JP Morgan is the latest to withdraw from the UN-sponsored net zero banking alliance (NZBA), following Citigroup, Bank of America, Morgan Stanley, Wells Fargo and Goldman Sachs. All six have left since the start of December.
Analysts have said the withdrawals are an attempt to head off “anti-woke” attacks from rightwing US politicians, which are expected to escalate when Trump is sworn in as the country’s 47th president in just under a fortnight.
Trump’s vows to deregulate the energy sector, dismantle environmental rules and “drill, baby, drill”, were a big part of his campaign platform and are expected to form a key part of his blueprint for governing the US, the world’s biggest oil and gas producer.
Paddy McCully, a senior analyst at the campaign group Reclaim Finance, said: “The sudden exodus of these big US banks out of the NZBA is a lily-livered effort to avoid criticism from Trump and his climate denialist cronies.
“A few years ago, when climate change was at the front of the political agenda, the banks were keen to boast of their commitments to act on climate.
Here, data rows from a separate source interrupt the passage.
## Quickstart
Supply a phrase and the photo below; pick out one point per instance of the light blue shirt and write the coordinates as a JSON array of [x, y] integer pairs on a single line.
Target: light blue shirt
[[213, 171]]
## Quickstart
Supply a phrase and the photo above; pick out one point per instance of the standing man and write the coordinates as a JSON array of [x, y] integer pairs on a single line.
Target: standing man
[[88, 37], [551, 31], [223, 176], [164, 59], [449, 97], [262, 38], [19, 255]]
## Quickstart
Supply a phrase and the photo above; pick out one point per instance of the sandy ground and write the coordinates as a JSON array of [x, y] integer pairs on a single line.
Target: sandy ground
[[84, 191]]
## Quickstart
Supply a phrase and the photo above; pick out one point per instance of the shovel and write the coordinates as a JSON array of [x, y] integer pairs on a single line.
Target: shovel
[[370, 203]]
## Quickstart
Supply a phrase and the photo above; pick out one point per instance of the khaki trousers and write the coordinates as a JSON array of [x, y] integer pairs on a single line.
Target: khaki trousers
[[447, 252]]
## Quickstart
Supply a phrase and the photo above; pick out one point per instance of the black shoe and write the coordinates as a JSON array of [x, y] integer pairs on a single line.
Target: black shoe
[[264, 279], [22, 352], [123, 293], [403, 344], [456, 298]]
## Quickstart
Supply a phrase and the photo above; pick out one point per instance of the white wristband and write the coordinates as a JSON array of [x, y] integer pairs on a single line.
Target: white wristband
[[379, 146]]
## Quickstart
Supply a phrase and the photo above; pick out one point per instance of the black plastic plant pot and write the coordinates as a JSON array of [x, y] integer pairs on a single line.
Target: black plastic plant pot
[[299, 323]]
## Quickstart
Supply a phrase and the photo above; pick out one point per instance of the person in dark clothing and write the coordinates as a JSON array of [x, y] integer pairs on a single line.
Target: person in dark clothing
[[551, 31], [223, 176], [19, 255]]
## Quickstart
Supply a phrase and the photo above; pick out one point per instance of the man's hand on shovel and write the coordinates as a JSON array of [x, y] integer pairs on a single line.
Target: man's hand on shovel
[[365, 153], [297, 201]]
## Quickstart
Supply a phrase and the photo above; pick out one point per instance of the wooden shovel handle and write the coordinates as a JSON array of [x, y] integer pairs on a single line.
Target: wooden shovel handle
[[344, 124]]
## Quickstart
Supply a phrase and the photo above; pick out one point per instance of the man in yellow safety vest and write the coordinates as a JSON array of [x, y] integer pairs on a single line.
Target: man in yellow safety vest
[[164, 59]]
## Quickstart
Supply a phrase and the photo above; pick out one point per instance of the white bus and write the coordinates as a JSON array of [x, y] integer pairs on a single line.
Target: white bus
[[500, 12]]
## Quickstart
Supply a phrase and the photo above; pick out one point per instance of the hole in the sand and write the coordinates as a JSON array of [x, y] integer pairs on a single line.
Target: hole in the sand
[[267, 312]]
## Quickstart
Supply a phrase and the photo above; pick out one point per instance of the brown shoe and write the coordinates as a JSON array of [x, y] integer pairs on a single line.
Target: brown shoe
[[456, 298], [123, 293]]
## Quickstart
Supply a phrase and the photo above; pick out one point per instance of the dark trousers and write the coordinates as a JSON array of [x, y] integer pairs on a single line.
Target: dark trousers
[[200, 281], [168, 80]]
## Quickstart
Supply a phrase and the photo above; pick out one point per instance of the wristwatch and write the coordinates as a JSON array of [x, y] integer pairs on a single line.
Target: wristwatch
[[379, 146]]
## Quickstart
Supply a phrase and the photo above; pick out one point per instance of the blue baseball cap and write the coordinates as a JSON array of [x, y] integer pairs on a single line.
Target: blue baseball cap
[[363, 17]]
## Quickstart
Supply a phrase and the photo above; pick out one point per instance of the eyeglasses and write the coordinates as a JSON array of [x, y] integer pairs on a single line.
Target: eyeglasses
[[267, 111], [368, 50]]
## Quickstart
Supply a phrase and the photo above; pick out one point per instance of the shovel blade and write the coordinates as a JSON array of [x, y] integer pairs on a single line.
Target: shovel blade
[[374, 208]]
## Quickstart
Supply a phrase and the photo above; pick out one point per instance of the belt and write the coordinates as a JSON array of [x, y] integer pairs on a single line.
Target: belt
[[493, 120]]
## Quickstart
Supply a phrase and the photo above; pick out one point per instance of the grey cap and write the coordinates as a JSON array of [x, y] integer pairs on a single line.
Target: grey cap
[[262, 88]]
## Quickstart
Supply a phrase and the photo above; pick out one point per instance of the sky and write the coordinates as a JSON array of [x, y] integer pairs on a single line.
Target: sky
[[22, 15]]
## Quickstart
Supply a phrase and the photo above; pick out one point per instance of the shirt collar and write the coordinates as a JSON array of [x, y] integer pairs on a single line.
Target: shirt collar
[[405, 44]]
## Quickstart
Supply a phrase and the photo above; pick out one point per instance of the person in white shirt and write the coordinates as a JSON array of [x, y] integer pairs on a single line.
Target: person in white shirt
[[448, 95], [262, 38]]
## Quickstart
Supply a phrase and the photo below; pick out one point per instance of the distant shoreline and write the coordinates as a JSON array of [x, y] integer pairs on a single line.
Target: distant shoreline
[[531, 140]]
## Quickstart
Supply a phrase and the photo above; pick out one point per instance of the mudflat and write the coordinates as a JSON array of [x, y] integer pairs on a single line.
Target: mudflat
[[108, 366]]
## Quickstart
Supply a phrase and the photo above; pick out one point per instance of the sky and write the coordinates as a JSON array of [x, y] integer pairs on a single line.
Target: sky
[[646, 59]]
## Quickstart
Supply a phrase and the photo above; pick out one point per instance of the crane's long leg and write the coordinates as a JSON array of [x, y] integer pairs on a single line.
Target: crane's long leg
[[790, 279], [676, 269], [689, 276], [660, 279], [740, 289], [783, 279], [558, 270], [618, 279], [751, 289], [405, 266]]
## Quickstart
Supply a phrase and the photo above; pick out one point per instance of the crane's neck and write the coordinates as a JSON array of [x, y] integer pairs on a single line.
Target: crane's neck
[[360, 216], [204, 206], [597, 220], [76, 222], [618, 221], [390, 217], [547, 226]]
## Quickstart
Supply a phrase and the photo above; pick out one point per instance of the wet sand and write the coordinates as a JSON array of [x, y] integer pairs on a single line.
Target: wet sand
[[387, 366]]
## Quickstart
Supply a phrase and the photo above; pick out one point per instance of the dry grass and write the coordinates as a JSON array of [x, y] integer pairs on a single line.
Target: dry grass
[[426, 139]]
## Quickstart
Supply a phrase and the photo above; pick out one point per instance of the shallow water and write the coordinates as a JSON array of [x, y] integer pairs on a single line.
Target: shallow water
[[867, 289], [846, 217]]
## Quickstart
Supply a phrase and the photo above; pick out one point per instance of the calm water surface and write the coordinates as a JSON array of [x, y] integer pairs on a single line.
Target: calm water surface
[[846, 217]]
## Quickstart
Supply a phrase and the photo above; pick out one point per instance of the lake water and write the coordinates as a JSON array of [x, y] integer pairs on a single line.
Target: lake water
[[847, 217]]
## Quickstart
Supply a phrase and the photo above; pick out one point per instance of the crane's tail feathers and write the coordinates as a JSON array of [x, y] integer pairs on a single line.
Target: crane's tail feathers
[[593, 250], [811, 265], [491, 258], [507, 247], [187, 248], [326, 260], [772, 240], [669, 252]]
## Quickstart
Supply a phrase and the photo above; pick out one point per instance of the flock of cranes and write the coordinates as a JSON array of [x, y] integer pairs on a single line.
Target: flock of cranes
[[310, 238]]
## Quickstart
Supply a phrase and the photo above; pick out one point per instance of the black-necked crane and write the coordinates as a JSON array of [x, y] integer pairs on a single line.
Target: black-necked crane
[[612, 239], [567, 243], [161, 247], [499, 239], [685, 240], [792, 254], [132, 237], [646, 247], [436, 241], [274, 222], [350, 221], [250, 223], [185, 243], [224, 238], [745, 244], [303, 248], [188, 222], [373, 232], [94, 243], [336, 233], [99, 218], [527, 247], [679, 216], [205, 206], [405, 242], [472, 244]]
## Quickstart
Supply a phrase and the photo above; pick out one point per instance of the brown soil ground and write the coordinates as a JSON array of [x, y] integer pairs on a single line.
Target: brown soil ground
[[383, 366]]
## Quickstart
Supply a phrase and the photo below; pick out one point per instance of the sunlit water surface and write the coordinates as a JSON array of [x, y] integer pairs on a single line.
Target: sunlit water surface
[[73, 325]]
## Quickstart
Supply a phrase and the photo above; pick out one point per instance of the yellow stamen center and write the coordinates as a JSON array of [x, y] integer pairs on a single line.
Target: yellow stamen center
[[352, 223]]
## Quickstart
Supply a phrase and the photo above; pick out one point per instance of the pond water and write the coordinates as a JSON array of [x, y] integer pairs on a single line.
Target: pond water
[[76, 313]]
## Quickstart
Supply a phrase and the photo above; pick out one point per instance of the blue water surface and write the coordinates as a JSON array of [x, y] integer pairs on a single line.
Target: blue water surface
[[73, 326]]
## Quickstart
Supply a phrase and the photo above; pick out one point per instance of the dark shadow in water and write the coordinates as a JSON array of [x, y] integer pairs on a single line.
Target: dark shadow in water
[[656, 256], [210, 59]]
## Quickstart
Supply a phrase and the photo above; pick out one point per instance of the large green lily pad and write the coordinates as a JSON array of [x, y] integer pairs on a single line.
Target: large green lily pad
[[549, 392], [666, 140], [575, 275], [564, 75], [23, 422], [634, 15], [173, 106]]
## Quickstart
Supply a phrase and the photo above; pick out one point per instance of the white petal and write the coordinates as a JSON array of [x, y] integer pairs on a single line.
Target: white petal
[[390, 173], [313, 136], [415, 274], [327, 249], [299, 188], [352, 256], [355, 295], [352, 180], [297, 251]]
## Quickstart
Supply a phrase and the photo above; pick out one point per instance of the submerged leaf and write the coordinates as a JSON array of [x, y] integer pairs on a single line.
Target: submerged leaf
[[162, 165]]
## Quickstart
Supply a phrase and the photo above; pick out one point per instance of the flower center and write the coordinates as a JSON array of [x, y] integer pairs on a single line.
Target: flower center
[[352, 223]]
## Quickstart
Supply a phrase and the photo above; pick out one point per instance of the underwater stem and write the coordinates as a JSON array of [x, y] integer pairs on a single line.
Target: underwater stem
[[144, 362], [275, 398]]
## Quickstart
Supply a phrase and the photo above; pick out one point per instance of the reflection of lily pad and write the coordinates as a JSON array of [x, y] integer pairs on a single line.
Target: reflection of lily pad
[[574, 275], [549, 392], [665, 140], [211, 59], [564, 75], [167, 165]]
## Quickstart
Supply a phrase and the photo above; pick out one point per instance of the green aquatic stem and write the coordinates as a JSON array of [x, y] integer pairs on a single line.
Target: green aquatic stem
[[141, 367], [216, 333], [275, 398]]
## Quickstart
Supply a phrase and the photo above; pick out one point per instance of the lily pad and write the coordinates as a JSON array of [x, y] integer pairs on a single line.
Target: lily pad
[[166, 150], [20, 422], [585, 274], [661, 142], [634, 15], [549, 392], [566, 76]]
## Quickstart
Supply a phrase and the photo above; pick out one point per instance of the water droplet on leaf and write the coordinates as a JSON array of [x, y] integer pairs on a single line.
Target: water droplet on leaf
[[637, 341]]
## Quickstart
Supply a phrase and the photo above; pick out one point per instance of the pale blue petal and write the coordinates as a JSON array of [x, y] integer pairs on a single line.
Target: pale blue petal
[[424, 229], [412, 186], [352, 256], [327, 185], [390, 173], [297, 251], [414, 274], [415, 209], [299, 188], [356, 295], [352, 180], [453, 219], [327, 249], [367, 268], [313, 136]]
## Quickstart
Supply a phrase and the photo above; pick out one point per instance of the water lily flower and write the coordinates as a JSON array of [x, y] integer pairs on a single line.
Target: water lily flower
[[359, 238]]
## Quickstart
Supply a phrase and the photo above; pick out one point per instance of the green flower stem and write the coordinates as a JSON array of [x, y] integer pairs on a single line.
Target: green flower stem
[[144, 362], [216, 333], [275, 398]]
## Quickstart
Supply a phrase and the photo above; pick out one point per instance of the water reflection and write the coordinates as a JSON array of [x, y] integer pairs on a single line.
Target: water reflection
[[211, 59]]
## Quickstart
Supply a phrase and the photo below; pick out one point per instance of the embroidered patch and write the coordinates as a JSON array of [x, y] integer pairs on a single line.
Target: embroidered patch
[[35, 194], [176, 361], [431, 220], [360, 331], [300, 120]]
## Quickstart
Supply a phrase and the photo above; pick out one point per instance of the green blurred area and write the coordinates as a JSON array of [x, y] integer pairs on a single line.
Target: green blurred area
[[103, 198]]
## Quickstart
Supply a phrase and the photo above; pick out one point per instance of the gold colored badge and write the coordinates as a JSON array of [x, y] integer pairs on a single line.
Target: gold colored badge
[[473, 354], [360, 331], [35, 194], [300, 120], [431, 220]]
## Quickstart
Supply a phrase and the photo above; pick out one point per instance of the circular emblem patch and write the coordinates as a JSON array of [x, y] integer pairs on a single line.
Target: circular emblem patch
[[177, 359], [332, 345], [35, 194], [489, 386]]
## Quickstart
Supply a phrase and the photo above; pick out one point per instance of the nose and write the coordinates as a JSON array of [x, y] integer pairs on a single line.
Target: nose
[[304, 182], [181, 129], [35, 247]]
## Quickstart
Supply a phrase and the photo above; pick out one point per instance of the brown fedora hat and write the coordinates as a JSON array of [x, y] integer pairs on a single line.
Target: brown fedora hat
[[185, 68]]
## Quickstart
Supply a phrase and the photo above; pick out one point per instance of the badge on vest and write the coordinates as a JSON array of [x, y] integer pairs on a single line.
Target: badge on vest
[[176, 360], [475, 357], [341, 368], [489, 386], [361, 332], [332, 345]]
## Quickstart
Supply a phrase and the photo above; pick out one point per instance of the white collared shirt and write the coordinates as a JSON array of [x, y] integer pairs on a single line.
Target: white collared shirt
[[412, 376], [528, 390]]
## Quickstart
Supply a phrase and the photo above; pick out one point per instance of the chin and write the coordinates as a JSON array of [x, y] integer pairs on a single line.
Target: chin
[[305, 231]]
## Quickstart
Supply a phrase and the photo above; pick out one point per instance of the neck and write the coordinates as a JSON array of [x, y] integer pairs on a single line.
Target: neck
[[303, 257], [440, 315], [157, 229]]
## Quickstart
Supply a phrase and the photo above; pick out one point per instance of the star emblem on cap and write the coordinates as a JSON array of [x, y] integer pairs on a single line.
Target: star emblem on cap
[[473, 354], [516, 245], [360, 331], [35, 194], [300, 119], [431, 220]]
Now that the political pendulum has swung in the other direction, suddenly acting on climate does not seem so important for the Wall Street lenders.”
Convened by the UN Environment Programme finance initiative but led by banks, the NZBA commits members to align their lending, investment and capital markets activities with net zero greenhouse gas emissions by 2050 or earlier…
Financial institutions’ membership of net zero alliances has come under attack from politicians on the country’s right. In 2022 a potential anti-trust legal action led by attorneys general in Republican states had led some US banks to threaten to leave the NZBA, with withdrawals avoided after the group made changes to guidelines that could be construed as requirements to take action on fossil fuels.
Then in November, a group of states led by Texas sued BlackRock, Vanguard and State Street, all large asset management firms, for adopting pro-climate policies to reduce reliance on coal that the claimants alleged had pushed up energy prices.
Most recently, in December, the Republican-led judiciary committee of the House of Representatives, the US Congress’s lower house, accused “a cartel” of financial firms and climate activists of colluding to “impose radical ESG-goals” on US companies.
From Tuesday, after the US banks’ exodus, the NZBA still counted 141 banks among its members, including all the largest European banks. McCully said the departure of the US banks would give those remaining the opportunity to go further. He said: “By strengthening their commitments, NZBA banks can demonstrate that they have not simply used US obstructionism as an excuse to maintain the NZBA’s weak position.”
Keep dreamin’ McCully! This whole story is just delicious. And, look how the actions of a few courageous states gave several others the courage to act. Trump hads the same effect, of course, and House report nailed it by calling out the NZBA as “a cartel” of financial firms and climate activists of colluding to “impose radical ESG-goals” on US companies." This how we win!